B) 21.04.2005 Tarih ve
5335 Sayılı Kanunun 10 uncu Maddesinin (b) Bendinin 2547 Sayılı Kanunun 43 üncü
Maddesine Eklediği (d) Bendinin İkinci Fıkrasının Anayasaya Aykırılığı
2547 sayılı Kanunun 43 üncü Maddesine eklenen (d)
bendinde, ortak eğitim öğretim programlarına kayıtlı öğrencilerden alınacak
öğrenim ücretleri, gelir ve giderleri ile harcama usul ve esaslarını Maliye
Bakanlığının olumlu görüşü üzerine yönetmelikle belirlemek yetkisi
Yükseköğretim Kuruluna verilmiş; ancak, yönetmelikle belirlenecek
hususlarla ilgili ilke ve esaslar yasada gösterilmemiş yani bu hususlarla
ilgili asli düzenleme yapılmamıştır. Asli düzenleme yetkisi Yükseköğretim Kuruluna bırakılmıştır.
Yukarıda
da açıklandığı gibi Anayasanın 8 ve 123 üncü maddelerinden, Anayasada
gösterilen ayrık haller dışında yürütmenin – idarenin asli düzenleme
yetkisi olmadığı anlaşılmaktadır. Asli düzenleme yetkisi Anayasanın 7 nci maddesine göre yasamanındır ve devredilemez.

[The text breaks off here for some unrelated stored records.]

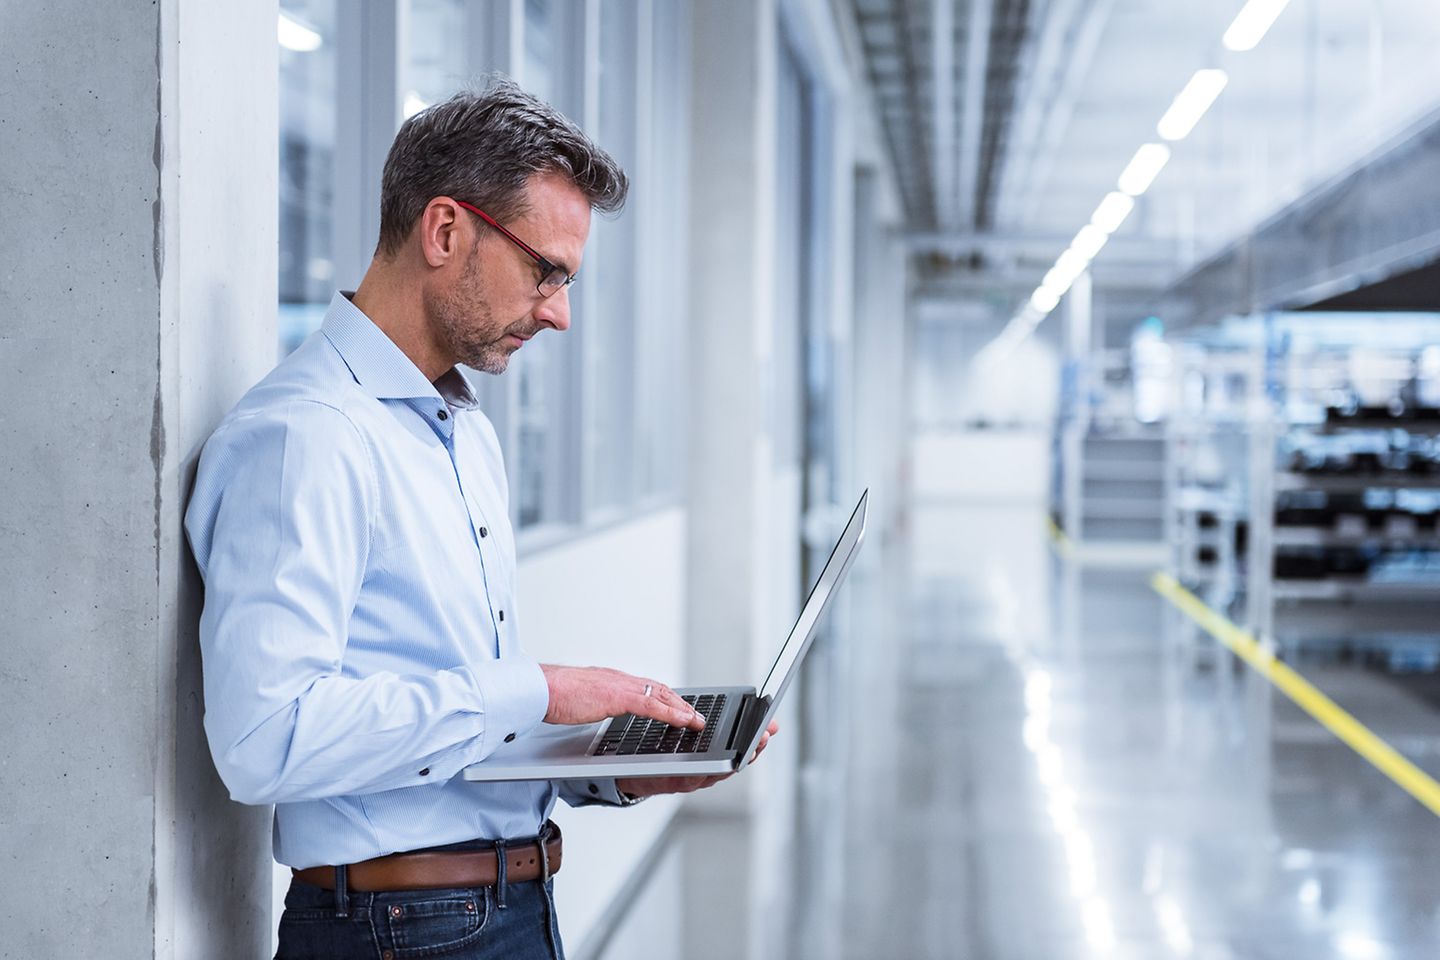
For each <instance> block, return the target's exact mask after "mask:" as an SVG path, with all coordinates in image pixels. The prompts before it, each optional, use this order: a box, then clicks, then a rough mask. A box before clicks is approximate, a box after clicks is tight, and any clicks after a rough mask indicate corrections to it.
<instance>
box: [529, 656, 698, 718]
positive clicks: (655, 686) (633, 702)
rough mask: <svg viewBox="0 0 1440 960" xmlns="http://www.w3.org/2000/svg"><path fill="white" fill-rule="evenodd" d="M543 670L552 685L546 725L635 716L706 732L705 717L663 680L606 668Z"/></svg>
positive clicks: (548, 669)
mask: <svg viewBox="0 0 1440 960" xmlns="http://www.w3.org/2000/svg"><path fill="white" fill-rule="evenodd" d="M540 669H541V671H543V672H544V679H546V684H549V685H550V708H549V710H547V711H546V714H544V718H546V723H550V724H593V723H596V721H599V720H606V718H608V717H619V715H621V714H635V715H636V717H649V718H652V720H660V721H662V723H667V724H670V725H672V727H690V728H693V730H704V725H706V720H704V717H701V715H700V714H697V712H696V710H694V707H691V705H690V704H687V702H685V701H684V699H681V698H680V694H677V692H675V691H672V689H670V688H668V687H665V685H664V684H661V682H660V681H654V679H645V678H642V676H632V675H631V674H624V672H621V671H612V669H609V668H606V666H557V665H554V664H541V665H540ZM647 691H648V692H647Z"/></svg>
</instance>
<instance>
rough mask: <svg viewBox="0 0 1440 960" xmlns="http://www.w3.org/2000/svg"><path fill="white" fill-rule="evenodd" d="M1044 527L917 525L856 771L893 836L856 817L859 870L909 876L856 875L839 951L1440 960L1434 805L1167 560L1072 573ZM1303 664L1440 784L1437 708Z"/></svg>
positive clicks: (904, 955)
mask: <svg viewBox="0 0 1440 960" xmlns="http://www.w3.org/2000/svg"><path fill="white" fill-rule="evenodd" d="M1041 524H1043V520H1041V517H1040V515H1037V511H1035V510H1034V507H1031V505H1008V507H1007V505H996V504H984V505H979V504H978V505H962V507H930V508H923V510H917V511H916V514H914V520H913V530H914V531H916V534H914V535H913V538H912V543H910V548H909V563H907V564H906V566H907V570H906V573H907V576H906V580H907V583H906V584H904V586H899V587H897V589H896V590H894V592H893V596H897V597H903V600H900V603H904V604H906V606H907V607H909V610H910V616H909V617H903V619H901V622H904V623H906V625H907V626H906V630H904V638H903V655H901V656H899V658H894V661H896V669H890V671H888V676H887V682H890V684H893V685H894V689H896V695H894V697H893V702H891V704H890V705H888V708H890V711H891V712H890V715H888V723H877V724H874V725H873V730H874V733H876V735H873V737H868V738H865V740H864V741H863V743H861V744H858V746H860V753H858V754H857V756H855V761H854V766H852V770H851V777H852V780H851V782H852V784H854V787H852V792H851V794H852V796H857V797H861V796H864V797H865V803H873V805H874V806H873V809H871V810H870V815H868V816H871V818H874V819H871V820H870V822H873V823H884V825H886V829H884V830H876V832H868V830H854V829H852V830H850V832H848V836H847V842H848V851H850V856H848V859H850V862H851V864H890V866H888V868H887V869H884V871H865V869H854V871H848V872H847V878H848V882H847V888H845V908H844V910H842V911H841V918H842V925H844V937H842V943H844V951H842V953H840V954H832V956H845V957H855V959H861V957H867V959H868V957H896V959H901V957H904V959H909V957H914V959H922V957H936V959H940V957H975V959H985V960H1061V959H1068V957H1117V959H1119V957H1125V959H1129V957H1135V959H1140V957H1145V959H1153V957H1197V959H1201V960H1230V959H1247V960H1250V959H1254V960H1259V959H1270V957H1274V959H1293V957H1308V959H1319V957H1338V959H1346V960H1358V959H1394V960H1401V959H1405V960H1408V959H1420V957H1427V959H1433V957H1437V956H1440V872H1437V869H1436V864H1437V862H1440V858H1437V855H1440V822H1437V820H1436V818H1434V815H1431V813H1428V812H1427V810H1426V809H1424V807H1423V806H1420V805H1418V803H1417V802H1414V800H1413V799H1411V797H1410V796H1408V794H1405V793H1404V792H1403V790H1400V787H1397V786H1395V784H1394V783H1391V782H1390V780H1387V779H1385V777H1384V776H1382V774H1380V773H1378V771H1375V770H1374V769H1372V767H1369V766H1368V764H1367V763H1365V761H1364V760H1361V759H1359V757H1358V756H1355V754H1354V753H1352V751H1351V750H1349V748H1348V747H1345V746H1344V744H1341V743H1339V741H1338V740H1335V738H1333V737H1332V735H1331V734H1329V733H1328V731H1325V730H1323V728H1322V727H1319V724H1316V723H1315V721H1313V720H1310V718H1309V717H1308V715H1305V714H1303V712H1302V711H1299V708H1296V707H1293V705H1292V704H1290V702H1289V701H1287V699H1286V698H1283V697H1282V695H1279V694H1273V692H1272V688H1270V687H1269V684H1266V682H1264V681H1263V679H1260V678H1259V676H1257V675H1254V674H1253V672H1250V671H1248V668H1244V666H1241V665H1238V664H1237V662H1236V661H1234V659H1233V658H1230V656H1228V653H1225V655H1221V653H1218V652H1217V649H1215V648H1214V645H1212V643H1211V642H1210V640H1198V642H1197V640H1195V639H1192V638H1188V636H1187V635H1185V633H1187V632H1185V630H1181V629H1178V626H1179V625H1178V623H1175V622H1169V619H1171V616H1172V615H1171V612H1169V610H1168V607H1166V604H1165V603H1164V602H1162V600H1161V599H1159V597H1158V596H1156V594H1155V593H1153V592H1152V590H1151V589H1149V586H1148V573H1149V570H1148V569H1132V570H1125V569H1084V567H1080V566H1077V564H1066V563H1061V561H1058V560H1057V558H1054V557H1053V556H1051V554H1050V553H1048V550H1047V547H1045V540H1044V534H1043V527H1041ZM1300 669H1302V672H1305V674H1306V676H1309V679H1310V681H1312V682H1315V684H1316V685H1318V687H1320V688H1322V689H1325V691H1326V692H1328V694H1329V695H1331V697H1332V698H1335V699H1336V701H1338V702H1341V705H1344V707H1346V708H1348V710H1349V711H1351V712H1352V714H1355V715H1356V717H1358V718H1359V720H1361V721H1362V723H1365V724H1367V725H1369V727H1371V728H1372V730H1374V731H1375V733H1377V734H1380V735H1381V737H1384V738H1387V740H1388V741H1390V743H1391V744H1392V746H1395V747H1397V748H1401V750H1403V751H1404V753H1405V754H1407V756H1410V757H1411V759H1413V760H1416V761H1417V763H1420V764H1421V766H1423V767H1426V769H1427V770H1428V771H1430V773H1431V774H1436V773H1440V756H1437V747H1440V712H1437V711H1436V707H1434V705H1433V704H1428V702H1426V699H1424V698H1421V697H1417V695H1416V694H1414V691H1413V689H1411V688H1408V687H1407V685H1403V684H1397V682H1394V681H1392V679H1391V678H1388V676H1387V675H1384V674H1378V672H1374V671H1369V669H1367V668H1362V666H1342V665H1326V664H1309V665H1303V664H1302V665H1300ZM884 671H886V666H884V658H874V659H873V661H871V662H870V664H868V665H867V666H865V668H864V672H865V674H867V675H871V676H881V675H884ZM852 822H854V820H852ZM863 822H864V819H863ZM894 843H899V845H900V852H899V858H896V855H894V852H893V846H891V845H894ZM897 859H899V862H897ZM901 864H904V865H906V866H901Z"/></svg>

Devredildiği taktirde bu yetki, kökenini
Anayasadan almadığı için Anayasanın 6 ncı
maddesine aykırı olur.
Bu
nedenle ikinci fıkrada yapılan düzenleme Anayasanın 6, 7, 8 ve 123 üncü
maddelerine aykırıdır.
Diğer
yandan Anayasanın 73 üncü maddesinde, vergi, resim, harç ve benzeri mali
yükümlülüklerinin kanunla konulup değiştirileceğine ve kaldırılacağına
ilişkin bir ilke yer almaktadır.
Aynı
maddede vergi, resim, harç ve benzeri mali yükümlülüklerin muaflık,
istisnalar ve indirimleriyle oranlarına ilişkin hükümlerinde, kanunun
belirlediği yukarıda ve aşağı sınırlar içinde değişiklik yapmak yetkisinin
Bakanlar Kuruluna verilebileceği de bildirilmiştir.
Şu anda
Anayasa ve Yükseköğretim Kanununun birlikte oluşturduğu sistemde, devlet
üniversitelerinde öğrencilerden cari hizmet bedeli adı altında alınan katkı
payının harç niteliğini taşıdığı; bunun belirlenmesinde yetkinin de
Bakanlar Kuruluna ait olduğunda kuşku yoktur.
Söz
konusu ikinci fıkra ile, ortak öğretim – eğitim
programlarından alınacak ücreti belirlemek konusunda Yükseköğretim Kurulu
ve Maliye Bakanına verilen yetki, bu ücret te bir
harç niteliği taşıyacağı için, Anayasanın 73 üncü maddesine aykırıdır.
Kaldı ki
Anayasanın 130 uncu maddesinin, dokuzuncu fıkrası da harçlarla ilgili
düzenlemelerin kanunla yapılmasını öngörmektedir.
Bu
hususta yetkinin kanunla Yükseköğretim Kurulu ve Maliye Bakanına
yönetmelikle yapılacak bir düzenleme için verilmesi, kanunla düzenleme anlamını
taşımaz. Kanunla düzenlemenin yapılmış sayılması için, en azından konu ile
ilgili ilke ve esasların kanunda gösterilmesi gerekir. Bu nedenle iptali
istenen ikinci fıkra, Anayasanın 130 uncu maddesine de aykırıdır.
Anayasanın
herhangi bir maddesine aykırı bir düzenlemenin hukuk devleti ve Anayasanın
bağlayıcılığı ilkeleri ve dolayısı ile bu ilkeleri ifade eden Anayasanın 2
ve 11 inci maddeleri ile de çelişeceği açıktır.
Yukarıda
açıklanan nedenlerle Anayasanın 2, 6, 7, 8, 11, 73, 123 ve 130 uncu maddelerine
aykırı olan söz konusu ikinci fıkranın iptal edilmesi gerekmektedir.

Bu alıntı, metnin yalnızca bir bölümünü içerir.